Before I begin with today’s walk, there are a few more observations from Caldas de Reis:
- Our hotel had a “thermal mineral pool”, which we spent over half an hour in before deciding we needed dinner. Apparently the town is famous for such pools and spas, although it seems economically depressed.
- As a result of said economic depression, many of the local restaurants and bars appear to have been shuttered. Those that remained open were quickly packed with pilgrims. Getting a table anywhere proved challenging.
- Two of Google’s recommendations for restaurants were a complete bust, one of them apparently no longer open, and another clearly not an establishment worth visiting. A third was not a restaurant at all, but a cool bar with great music, fantastic wine, and a very pleasant proprietor.
- The Spanish clearly do not care for breakfast. Or they don’t understand it. I believe it is the former. They want you to eat dessert for breakfast, with cakes and sweet pastries in abundance. There is cereal, but you will have to search, sometimes in vain, for cold milk. What I (and, in my opinion, all sensible people) want is something savoury, ideally a form of protein, even more ideally not square-cut ham. An egg. An egg would be fantastic. Bacon would be an excellent accompaniment. Or good, Spanish ham – Serrano, say. Keep the sweet nothings for the lunatics who want them, but please, allow me an egg.

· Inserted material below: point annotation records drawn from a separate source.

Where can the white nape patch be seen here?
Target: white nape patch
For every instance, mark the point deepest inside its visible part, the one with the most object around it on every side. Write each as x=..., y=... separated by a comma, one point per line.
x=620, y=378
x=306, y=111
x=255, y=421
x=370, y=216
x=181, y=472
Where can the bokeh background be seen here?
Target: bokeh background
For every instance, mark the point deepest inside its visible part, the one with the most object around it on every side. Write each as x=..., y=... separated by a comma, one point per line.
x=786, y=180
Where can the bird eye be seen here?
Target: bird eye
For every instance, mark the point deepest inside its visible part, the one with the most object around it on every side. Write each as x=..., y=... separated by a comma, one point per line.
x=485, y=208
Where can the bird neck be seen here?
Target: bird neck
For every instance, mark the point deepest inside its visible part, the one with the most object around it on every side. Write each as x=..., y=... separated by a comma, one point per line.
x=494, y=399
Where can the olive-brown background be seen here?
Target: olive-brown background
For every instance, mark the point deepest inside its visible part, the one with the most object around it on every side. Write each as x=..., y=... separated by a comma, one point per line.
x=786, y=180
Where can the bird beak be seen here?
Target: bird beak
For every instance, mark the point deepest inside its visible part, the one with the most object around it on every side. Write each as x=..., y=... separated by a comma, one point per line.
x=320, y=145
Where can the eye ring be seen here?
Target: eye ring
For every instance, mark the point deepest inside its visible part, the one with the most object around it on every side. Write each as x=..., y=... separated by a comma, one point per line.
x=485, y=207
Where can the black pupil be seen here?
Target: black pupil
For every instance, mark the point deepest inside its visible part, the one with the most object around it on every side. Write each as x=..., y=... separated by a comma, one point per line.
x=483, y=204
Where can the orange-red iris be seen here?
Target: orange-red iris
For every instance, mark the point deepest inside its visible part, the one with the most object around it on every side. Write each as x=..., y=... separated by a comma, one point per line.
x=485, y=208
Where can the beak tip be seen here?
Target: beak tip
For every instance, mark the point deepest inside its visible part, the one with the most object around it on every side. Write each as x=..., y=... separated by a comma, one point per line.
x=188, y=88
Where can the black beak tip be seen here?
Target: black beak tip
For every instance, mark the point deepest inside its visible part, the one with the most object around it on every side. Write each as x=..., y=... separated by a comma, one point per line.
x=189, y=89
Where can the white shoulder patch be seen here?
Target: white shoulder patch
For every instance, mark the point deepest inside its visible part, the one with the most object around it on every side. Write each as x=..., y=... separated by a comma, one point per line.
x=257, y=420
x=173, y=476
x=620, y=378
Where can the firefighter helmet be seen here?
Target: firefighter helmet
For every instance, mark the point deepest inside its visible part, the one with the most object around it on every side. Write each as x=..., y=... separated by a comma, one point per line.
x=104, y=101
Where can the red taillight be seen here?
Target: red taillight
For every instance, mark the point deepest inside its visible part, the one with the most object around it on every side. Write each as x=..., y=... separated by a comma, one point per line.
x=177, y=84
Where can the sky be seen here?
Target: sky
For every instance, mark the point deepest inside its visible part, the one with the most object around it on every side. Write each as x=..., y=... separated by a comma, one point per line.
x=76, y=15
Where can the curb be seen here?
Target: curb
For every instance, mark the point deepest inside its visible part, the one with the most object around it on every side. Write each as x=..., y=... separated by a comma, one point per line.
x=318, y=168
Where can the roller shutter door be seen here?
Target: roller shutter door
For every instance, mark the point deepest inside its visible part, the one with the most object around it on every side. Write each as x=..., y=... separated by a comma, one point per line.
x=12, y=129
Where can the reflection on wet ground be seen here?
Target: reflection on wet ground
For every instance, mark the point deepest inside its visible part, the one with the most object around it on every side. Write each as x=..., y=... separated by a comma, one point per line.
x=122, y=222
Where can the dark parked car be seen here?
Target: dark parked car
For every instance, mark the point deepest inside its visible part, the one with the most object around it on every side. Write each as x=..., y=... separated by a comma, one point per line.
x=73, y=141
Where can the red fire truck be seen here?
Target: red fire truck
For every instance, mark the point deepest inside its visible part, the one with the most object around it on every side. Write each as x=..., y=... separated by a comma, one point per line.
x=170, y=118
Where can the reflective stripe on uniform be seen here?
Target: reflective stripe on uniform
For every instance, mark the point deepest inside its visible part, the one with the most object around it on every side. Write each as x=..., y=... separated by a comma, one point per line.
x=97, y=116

Now that’s out of the way, we can begin. Today, of course, was the penultimate day of our Camino. Tomorrow, we will arrive in Santiago. But that is tomorrow. I shouldn’t begin with an ending – and not even today’s ending at that!
After a desultorily sweet breakfast, we set off into the cool, grey morning. Mist hung over the river, and muted the sounds of our footsteps on the quiet streets. We followed the yellow arrows out of town, and into the countryside.

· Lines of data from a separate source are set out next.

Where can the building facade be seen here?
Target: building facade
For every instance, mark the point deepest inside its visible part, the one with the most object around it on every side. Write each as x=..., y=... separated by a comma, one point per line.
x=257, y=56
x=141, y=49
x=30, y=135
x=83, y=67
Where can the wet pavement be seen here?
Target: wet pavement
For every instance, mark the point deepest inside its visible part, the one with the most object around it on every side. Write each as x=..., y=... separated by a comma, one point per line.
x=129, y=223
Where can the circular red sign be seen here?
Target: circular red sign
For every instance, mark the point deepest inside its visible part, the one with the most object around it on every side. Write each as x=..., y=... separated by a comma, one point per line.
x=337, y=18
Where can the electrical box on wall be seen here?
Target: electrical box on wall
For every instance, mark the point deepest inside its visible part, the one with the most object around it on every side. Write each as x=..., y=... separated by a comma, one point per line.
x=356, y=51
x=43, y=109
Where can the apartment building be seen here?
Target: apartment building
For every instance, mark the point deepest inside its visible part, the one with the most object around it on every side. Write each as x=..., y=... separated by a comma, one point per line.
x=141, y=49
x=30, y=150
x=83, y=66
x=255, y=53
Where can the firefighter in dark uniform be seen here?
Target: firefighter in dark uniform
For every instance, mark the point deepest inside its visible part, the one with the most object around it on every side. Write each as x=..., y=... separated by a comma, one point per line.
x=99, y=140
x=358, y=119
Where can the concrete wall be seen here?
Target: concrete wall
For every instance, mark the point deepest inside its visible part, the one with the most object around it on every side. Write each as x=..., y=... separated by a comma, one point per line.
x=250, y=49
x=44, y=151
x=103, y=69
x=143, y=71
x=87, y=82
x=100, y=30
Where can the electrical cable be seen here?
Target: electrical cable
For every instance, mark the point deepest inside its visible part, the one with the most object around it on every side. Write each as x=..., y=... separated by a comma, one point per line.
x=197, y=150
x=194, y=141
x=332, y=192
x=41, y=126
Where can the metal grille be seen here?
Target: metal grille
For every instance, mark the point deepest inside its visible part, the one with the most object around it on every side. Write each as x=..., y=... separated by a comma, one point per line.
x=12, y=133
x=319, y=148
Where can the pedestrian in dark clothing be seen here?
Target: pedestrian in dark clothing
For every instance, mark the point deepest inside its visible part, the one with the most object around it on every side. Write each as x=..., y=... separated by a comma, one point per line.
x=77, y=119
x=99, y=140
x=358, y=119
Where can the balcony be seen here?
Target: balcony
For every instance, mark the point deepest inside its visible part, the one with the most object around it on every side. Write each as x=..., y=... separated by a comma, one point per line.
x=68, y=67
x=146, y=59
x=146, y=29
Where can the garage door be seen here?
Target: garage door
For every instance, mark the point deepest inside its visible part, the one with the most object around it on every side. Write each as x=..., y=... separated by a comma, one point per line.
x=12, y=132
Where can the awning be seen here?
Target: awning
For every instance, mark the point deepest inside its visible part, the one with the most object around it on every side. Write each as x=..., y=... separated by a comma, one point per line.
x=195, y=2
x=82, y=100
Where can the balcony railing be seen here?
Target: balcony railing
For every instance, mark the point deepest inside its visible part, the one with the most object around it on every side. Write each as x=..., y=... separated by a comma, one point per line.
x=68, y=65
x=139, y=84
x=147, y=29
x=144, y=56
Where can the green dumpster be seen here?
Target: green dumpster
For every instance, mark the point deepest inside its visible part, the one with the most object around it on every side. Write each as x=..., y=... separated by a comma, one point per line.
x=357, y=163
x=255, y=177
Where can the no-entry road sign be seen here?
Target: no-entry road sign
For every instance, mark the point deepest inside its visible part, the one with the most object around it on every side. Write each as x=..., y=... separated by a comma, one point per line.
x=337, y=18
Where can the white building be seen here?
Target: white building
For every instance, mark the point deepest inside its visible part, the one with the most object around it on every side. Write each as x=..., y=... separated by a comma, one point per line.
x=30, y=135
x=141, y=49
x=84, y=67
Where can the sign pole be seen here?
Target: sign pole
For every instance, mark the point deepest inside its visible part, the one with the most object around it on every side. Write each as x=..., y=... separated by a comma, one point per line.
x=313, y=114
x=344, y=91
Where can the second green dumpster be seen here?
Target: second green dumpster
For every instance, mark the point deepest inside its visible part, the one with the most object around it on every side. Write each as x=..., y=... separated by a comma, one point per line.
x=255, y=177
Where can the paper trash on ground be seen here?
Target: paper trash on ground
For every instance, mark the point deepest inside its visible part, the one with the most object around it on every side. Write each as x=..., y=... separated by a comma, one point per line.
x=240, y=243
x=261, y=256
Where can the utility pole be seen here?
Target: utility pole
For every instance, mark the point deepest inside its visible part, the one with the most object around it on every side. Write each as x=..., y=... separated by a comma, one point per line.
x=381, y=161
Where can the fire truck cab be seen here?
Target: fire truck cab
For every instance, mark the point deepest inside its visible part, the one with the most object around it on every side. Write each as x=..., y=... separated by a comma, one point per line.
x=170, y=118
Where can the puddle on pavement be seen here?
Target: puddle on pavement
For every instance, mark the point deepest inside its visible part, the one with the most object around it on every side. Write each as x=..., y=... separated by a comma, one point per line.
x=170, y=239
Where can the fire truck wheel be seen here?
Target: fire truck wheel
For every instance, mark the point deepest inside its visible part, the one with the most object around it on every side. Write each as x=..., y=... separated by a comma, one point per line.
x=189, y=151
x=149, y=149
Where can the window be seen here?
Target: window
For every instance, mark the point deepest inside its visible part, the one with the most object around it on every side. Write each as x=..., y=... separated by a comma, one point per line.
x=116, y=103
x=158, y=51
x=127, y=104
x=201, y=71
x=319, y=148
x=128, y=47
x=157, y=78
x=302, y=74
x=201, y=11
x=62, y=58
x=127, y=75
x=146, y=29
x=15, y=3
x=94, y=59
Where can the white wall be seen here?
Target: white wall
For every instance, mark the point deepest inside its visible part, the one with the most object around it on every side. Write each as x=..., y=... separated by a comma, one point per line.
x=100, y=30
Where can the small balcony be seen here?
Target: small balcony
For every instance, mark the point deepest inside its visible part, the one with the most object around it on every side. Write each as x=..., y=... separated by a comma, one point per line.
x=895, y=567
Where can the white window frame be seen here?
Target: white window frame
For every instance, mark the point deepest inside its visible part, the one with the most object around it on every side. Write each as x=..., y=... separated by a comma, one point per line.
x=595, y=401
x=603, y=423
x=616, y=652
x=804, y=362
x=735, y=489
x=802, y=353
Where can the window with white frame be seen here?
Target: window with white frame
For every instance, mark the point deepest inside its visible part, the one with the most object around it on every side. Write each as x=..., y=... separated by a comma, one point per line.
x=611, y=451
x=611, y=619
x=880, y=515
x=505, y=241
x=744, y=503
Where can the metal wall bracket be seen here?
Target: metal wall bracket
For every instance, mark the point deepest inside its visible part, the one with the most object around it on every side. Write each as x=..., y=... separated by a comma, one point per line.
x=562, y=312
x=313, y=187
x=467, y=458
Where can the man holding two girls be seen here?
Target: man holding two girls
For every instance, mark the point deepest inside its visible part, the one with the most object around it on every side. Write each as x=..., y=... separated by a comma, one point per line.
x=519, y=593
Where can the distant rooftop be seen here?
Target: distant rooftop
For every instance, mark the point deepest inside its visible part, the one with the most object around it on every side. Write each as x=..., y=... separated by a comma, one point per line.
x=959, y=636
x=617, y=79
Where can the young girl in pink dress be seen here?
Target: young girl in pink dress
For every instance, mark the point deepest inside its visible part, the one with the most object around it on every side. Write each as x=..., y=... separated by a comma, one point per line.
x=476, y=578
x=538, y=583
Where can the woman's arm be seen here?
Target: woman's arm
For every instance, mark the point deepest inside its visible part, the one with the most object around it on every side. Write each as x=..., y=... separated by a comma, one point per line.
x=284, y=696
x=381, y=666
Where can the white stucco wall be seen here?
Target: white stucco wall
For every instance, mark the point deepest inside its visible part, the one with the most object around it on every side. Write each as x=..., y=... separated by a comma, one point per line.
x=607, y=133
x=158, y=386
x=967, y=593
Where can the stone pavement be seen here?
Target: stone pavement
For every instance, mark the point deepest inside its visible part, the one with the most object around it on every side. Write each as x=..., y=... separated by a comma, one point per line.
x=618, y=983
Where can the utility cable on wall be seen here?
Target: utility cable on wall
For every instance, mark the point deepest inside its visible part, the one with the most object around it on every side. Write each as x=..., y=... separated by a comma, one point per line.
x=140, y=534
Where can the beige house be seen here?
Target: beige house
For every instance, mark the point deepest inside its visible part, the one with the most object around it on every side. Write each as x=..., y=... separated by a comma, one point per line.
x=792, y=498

We moved almost silently, among other almost silent perigrinos, through woods, following a pathway that itself followed a stream. Then the woods thinned out, and we moved through villages, the low clouds snagged on roof tiles, or caught in the tree tops, not willing to tear itself free.
We spoke with other travelers. A pair of women from Ireland. A young woman from Ukraine. A couple from Austria. Some had done Caminos before. Others, like us, were doing this for the first time. Some had taken the coastal route. Some had started in Tui, or later. Everyone has their own journey. No one can take it away from them.
Eventually we arrived in Padron, home of exquisite grilled peppers that we’ve grown to love over the past few days. Our hotel is just outside the town proper, in the bordering community of Lestrove. It is exquisite, inside and out. The closest thing to a drawback is that pool is frightfully cold. I can forgive that.
Tomorrow, as I mentioned, we’ll begin the final stage of our journey. We’ve already walked more than 200 km. There are roughly 25 to go.
But all endings are beginnings of something else.